Peu après que ce cri fut pousse, dans une rue voisine, deux hommes portant une longue poutre, propre à battre les portes des maisons assiégées, se dirigaient vers la place des Barricades, vaguement entrevus comme dans un crépuscule de la Foret-Noire.

Mais en même temps que la poutre le soleil arrivait ; le jour se leva. Le jour est un trop grand regard pour de certaines actions ; la bande se dispersa.
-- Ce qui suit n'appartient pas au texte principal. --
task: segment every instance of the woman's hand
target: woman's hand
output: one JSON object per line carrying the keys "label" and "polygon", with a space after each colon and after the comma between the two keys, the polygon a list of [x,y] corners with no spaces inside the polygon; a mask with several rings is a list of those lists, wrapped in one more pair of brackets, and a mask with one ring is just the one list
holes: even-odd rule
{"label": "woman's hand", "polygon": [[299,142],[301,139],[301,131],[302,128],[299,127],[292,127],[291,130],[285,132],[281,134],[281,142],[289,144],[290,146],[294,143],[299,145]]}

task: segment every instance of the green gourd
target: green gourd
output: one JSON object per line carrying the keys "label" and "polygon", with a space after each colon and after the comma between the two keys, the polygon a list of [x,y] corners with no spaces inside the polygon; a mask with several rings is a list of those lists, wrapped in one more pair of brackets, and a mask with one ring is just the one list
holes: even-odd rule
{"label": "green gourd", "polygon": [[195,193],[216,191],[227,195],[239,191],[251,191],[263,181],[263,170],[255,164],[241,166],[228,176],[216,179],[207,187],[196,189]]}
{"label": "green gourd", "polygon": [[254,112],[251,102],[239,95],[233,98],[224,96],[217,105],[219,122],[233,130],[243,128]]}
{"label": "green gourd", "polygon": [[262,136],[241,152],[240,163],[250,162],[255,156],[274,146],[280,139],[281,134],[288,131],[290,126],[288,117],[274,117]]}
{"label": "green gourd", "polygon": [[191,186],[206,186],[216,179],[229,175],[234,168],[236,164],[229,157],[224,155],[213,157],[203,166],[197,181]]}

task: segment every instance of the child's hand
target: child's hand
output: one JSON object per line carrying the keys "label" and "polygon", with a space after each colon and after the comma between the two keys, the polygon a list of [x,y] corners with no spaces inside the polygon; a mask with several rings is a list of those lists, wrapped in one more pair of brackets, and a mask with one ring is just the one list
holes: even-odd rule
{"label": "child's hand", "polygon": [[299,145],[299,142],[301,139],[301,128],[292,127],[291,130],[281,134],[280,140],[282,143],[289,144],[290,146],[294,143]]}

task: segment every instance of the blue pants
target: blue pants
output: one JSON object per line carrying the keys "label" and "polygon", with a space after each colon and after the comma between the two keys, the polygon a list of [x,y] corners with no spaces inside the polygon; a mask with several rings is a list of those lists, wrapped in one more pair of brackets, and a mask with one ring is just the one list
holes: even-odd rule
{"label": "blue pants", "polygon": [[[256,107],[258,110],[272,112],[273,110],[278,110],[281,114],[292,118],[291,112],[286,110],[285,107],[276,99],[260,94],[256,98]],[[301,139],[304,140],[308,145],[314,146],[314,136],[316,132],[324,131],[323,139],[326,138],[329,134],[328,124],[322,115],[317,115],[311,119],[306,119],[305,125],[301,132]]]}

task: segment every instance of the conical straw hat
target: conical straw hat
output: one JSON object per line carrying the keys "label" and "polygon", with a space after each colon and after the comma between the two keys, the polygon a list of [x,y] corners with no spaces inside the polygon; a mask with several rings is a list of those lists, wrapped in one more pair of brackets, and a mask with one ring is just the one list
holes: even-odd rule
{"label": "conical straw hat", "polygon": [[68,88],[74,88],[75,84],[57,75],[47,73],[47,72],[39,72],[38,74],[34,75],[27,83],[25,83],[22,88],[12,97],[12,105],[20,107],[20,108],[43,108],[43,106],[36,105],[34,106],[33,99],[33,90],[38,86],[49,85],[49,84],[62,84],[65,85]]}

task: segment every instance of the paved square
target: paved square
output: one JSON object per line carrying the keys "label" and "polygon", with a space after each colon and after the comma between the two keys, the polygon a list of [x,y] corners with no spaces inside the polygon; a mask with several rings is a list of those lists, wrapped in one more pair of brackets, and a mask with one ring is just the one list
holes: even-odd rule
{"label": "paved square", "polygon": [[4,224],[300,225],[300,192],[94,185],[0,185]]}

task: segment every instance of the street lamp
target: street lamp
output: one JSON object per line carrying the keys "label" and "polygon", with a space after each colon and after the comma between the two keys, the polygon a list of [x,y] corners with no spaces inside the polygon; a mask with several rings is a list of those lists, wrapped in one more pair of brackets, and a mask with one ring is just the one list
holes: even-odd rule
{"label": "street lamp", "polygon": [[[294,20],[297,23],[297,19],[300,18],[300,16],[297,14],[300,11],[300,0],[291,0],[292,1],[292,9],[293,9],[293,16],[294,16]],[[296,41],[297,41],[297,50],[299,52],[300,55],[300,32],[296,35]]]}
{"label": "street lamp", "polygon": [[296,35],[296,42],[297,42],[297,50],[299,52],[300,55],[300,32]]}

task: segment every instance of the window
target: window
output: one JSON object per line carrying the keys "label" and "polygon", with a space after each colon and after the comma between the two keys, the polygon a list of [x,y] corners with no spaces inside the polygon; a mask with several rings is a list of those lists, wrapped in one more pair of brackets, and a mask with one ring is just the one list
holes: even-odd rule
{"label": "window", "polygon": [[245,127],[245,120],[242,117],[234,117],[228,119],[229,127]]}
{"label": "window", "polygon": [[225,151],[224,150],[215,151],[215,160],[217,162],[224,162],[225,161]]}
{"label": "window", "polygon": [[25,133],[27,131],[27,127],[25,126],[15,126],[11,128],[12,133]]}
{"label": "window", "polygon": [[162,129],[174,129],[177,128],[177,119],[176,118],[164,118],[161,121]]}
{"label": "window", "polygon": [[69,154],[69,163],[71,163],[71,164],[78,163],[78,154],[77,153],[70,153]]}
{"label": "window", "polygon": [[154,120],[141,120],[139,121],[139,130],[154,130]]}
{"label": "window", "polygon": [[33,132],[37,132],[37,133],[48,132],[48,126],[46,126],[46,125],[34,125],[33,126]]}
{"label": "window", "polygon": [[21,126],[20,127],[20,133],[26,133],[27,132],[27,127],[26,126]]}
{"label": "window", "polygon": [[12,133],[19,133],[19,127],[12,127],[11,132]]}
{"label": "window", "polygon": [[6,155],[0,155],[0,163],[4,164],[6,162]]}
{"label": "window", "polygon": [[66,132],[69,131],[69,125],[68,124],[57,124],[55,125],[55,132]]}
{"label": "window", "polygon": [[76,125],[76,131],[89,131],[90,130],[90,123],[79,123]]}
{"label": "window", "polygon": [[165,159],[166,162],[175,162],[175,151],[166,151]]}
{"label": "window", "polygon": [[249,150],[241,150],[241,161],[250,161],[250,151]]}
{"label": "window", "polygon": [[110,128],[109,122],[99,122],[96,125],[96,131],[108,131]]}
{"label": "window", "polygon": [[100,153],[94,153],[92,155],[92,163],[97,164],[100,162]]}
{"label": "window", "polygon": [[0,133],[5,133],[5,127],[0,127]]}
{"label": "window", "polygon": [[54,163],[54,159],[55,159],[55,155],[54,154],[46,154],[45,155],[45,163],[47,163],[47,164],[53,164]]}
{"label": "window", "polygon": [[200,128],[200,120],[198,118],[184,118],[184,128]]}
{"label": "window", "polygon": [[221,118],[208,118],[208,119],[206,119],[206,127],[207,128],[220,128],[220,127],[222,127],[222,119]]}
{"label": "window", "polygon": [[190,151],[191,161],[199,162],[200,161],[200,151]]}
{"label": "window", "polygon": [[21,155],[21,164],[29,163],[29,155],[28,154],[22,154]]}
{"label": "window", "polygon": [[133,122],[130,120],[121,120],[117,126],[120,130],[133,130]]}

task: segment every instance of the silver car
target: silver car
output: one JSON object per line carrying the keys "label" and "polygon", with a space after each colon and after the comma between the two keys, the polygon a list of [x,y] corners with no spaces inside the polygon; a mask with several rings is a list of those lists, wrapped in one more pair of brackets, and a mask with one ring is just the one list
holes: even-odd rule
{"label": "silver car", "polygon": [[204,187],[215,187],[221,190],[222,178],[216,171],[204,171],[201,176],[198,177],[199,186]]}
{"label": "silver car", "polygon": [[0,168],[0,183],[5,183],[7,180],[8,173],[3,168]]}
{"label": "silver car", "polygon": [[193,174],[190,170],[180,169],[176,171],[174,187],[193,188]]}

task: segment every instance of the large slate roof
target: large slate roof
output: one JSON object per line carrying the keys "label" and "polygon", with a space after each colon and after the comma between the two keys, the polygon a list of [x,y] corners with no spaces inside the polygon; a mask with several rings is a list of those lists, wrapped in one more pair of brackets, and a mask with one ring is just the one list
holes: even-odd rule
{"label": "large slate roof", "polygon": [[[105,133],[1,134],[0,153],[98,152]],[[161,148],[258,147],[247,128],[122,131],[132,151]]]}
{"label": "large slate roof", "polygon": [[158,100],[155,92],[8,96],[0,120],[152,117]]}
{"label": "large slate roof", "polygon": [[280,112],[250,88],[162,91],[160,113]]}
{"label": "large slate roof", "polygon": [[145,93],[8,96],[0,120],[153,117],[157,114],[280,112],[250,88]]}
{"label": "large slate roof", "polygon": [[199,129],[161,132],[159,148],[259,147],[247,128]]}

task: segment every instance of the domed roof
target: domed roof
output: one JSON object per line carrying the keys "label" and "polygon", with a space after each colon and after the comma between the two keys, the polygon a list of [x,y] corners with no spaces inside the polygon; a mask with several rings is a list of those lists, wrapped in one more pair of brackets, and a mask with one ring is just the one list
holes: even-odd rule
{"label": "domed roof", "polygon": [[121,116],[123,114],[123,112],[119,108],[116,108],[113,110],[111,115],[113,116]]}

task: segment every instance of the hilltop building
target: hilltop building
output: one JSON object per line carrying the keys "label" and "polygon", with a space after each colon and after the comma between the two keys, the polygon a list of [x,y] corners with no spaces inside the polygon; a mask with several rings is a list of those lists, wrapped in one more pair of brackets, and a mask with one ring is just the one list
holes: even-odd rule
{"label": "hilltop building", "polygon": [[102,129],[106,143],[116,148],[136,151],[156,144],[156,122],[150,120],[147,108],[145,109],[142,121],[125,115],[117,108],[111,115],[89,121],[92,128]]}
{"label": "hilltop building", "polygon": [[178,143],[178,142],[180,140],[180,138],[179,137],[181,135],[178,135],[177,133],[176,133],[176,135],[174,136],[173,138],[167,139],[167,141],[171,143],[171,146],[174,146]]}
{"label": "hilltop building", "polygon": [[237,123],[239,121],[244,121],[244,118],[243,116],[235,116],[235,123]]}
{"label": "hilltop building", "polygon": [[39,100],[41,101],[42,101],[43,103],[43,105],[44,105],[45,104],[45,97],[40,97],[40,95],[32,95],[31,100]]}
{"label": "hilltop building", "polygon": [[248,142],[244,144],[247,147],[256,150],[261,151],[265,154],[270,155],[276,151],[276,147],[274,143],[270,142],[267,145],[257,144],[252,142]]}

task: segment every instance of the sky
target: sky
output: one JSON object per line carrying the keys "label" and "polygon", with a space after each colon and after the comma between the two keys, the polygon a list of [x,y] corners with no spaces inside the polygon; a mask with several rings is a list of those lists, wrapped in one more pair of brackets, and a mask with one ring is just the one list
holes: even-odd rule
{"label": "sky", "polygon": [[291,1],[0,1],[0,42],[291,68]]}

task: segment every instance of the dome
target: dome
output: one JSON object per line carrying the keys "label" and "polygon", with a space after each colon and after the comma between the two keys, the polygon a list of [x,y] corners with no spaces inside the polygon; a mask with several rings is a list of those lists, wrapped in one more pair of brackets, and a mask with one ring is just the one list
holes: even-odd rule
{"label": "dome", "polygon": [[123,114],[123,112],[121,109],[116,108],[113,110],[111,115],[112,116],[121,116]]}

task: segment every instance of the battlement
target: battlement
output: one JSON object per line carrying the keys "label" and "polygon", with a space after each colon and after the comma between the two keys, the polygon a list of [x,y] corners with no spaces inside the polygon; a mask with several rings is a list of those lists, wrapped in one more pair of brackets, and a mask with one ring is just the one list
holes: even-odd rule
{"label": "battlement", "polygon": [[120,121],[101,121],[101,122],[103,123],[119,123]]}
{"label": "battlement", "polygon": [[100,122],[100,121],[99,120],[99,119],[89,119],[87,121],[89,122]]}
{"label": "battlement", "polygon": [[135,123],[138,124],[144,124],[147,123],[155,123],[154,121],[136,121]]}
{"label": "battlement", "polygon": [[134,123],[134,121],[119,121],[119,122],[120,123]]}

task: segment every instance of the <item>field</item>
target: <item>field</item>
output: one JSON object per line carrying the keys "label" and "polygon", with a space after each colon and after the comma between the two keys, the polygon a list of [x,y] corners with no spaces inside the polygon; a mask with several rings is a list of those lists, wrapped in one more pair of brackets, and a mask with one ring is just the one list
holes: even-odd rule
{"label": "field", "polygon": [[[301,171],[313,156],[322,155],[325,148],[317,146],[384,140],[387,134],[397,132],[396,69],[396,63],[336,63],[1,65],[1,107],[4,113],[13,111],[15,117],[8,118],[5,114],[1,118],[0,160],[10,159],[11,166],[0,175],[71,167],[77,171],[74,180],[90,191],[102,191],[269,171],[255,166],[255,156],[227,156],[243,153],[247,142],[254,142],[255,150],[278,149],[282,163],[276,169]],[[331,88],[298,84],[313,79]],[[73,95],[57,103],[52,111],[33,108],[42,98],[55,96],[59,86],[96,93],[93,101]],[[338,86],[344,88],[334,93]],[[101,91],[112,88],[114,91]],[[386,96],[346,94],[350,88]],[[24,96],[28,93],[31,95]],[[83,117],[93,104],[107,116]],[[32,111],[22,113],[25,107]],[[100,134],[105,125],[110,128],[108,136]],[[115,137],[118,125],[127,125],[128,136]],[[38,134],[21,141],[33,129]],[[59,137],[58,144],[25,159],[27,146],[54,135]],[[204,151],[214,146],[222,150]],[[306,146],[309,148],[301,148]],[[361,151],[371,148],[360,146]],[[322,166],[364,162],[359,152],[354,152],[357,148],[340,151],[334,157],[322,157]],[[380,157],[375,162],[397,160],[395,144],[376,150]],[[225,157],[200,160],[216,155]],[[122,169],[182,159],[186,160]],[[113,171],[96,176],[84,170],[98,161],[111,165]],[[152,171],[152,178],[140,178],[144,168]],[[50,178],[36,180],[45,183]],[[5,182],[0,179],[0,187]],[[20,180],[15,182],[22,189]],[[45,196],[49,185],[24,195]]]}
Ces fuites d’oiseaux de nuit font partie de l’aurore.


V


Quel est le but de ce double récit ? le voici : mettre en regard deux façons différentes d’agir, résultant de deux éducations différentes.

Voilà deux foules, l’une qui envahit la maison no 6 de la place Royale, à Paris ; l’autre qui assiège la maison no 4 de la place des Barricades, à Bruxelles ; laquelle de ces deux foules est la populace ?

De ces deux multitudes, laquelle est la vile ?

Examinons-les.

L’une est en guenilles ; elle est sordide, poudreuse, délabrée, hagarde ; elle sort d’on ne sait quels logis qui, si l’on pense aux bêtes craintives, font songer aux tanières, et, si l’on pense aux bêtes féroces, font songer aux repaires ; c’est la houle de la tempête humaine ; c’est le reflux trouble et indistinct du bas-fond populaire ; c’est la tragique apparition des faces livides, cela apporte l’inconnu. Ces hommes sont ceux qui ont froid et qui ont faim. Quand ils travaillent, ils vivent à peu prèsj quand ils chôment, ils meurent presque ; quand l’ouvrage manque, ils rêvent accroupis dans des trous avec ce que Joseph de Maistre appelle leurs femelles et leurs petits ; ils entendent des voix faibles et douces crier : Père, du pain ! ils habitent une ombre peu distincte de l’ombre pénale ; quand leur fourmillement, aux heures fatales comme juin 1848, se répand hors de cette ombre, un éclair, le sombre éclair social, sort de leur cohue ; ayant tous les besoins, ils ont presque droit à tous les appétits ; ayant toutes les souffrances, ils ont presque droit à toutes les colères. Bras nus, pieds nus. C’est le tas des misérables.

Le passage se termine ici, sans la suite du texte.